Rajasthan passed a new reform bringing the domestic maids under the purview of state laws. Question is when would Indian state learn to stop passing laws that it cannot enforce and which can only increase harassment by inspectors. The below picture gives the summary of the reform as published in Times of India.
Why this law is another addition to the junk that we already have?
- From the implementation perspective:
- Large number of domestic maids and households. How is the state going to inspect everyone?
- Courts are already over-burdened. Now we want to burden them more by take them away from real decision making.
- Most maids are paid in cash and work without a written contract. In such a scenario, how will anyone prosecute anybody except engaging in “he said/she said” style of arguments.
- Govt. cannot even ensure implementation of labour laws, how can it add to the already existing laundry list?
- From the economic perspective:
- Why can’t it come under existing minimum wage? When will the fetish for new law for every new situation end?
- No tax gain for the government
- The only gainers would be state inspectors who can harass middle class for bribes citing some imaginative violation
- What about domestic workers who want to work more than eight hours out of their free will?

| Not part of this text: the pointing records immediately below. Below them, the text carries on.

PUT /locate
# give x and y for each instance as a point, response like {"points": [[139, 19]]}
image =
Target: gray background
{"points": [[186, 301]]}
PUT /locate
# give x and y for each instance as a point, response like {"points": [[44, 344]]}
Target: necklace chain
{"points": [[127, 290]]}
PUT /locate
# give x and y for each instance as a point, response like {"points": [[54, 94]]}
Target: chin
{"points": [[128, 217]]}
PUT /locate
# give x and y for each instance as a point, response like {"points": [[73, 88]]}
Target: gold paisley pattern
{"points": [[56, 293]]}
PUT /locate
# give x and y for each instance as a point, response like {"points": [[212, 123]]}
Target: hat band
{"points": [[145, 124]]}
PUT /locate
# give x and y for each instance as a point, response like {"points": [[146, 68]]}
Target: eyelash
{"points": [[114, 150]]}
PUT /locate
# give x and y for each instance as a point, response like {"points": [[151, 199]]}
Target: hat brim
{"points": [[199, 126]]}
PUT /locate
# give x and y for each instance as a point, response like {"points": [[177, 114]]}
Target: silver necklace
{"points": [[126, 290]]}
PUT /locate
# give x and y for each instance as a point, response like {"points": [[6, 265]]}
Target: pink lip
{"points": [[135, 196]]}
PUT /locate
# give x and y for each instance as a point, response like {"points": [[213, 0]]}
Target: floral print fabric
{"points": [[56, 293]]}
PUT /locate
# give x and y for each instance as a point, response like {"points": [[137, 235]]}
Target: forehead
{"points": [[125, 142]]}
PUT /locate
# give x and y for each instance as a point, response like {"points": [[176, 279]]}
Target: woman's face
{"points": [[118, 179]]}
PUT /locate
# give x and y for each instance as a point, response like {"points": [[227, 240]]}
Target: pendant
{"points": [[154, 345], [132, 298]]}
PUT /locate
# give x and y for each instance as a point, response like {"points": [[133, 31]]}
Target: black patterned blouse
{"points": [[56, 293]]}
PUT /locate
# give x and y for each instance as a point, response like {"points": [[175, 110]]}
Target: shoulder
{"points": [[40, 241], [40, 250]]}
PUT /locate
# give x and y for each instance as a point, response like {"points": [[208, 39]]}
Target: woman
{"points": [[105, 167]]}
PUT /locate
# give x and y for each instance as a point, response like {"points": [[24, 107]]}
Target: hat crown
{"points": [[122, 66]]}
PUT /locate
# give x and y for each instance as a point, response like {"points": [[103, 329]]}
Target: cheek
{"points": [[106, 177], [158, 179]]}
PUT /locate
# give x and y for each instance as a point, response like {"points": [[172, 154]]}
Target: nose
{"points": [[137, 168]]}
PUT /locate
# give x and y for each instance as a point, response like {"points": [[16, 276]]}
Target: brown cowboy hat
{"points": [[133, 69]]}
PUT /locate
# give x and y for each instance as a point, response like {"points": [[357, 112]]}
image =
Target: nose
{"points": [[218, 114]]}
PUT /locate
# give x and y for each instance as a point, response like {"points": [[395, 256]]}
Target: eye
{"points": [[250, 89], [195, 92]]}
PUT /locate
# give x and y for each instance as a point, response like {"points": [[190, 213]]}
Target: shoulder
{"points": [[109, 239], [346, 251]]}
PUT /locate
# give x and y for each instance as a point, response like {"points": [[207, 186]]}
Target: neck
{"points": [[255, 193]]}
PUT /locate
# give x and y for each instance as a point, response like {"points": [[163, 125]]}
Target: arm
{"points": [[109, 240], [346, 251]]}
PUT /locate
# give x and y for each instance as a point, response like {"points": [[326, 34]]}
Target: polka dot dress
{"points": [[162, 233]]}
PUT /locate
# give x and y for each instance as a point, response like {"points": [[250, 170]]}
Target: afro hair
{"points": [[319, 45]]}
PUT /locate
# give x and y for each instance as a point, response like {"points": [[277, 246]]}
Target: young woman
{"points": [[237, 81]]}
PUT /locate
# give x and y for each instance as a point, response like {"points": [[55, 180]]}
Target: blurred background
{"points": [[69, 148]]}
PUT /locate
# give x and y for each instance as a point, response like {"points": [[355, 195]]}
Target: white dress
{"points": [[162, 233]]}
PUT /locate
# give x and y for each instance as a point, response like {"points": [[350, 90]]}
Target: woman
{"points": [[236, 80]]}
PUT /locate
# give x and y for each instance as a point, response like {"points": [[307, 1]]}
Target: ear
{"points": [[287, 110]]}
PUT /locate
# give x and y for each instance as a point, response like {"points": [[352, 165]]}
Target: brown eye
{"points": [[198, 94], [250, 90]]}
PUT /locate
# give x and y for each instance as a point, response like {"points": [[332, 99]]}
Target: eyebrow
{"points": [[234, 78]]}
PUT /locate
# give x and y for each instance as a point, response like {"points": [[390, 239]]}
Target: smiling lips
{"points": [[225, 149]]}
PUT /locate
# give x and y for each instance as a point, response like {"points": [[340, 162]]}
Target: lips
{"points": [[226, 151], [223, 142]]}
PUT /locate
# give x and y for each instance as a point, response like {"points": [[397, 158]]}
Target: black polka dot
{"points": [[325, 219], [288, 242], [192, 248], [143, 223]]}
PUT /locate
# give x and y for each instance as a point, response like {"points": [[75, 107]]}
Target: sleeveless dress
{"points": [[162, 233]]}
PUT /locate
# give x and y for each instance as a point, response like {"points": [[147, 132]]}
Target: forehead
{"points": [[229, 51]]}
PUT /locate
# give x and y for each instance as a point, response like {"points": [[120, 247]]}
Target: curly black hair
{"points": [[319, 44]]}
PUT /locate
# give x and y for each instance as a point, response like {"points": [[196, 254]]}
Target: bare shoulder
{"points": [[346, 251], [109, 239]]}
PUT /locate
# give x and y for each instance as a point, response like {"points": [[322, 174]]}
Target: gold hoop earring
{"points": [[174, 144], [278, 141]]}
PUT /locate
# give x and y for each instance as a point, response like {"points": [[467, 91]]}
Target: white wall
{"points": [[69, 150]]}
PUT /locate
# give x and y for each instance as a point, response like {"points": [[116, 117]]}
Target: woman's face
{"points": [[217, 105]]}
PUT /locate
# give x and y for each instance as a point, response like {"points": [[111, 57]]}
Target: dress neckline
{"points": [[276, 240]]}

Given its law enforcement capability, the Indian state should focus on more constructive law making and stop poking their nose in every small business activity. Domestic maids are free to choose their employers, which ensures that there is enough mobility and competitive wages determined by local conditions. The government would have done much better by spending the implementation cost of this law on educating the maids about using financial services like saving and pensions. In the long run, financial education would have paid back much more than creating further hassles for employment.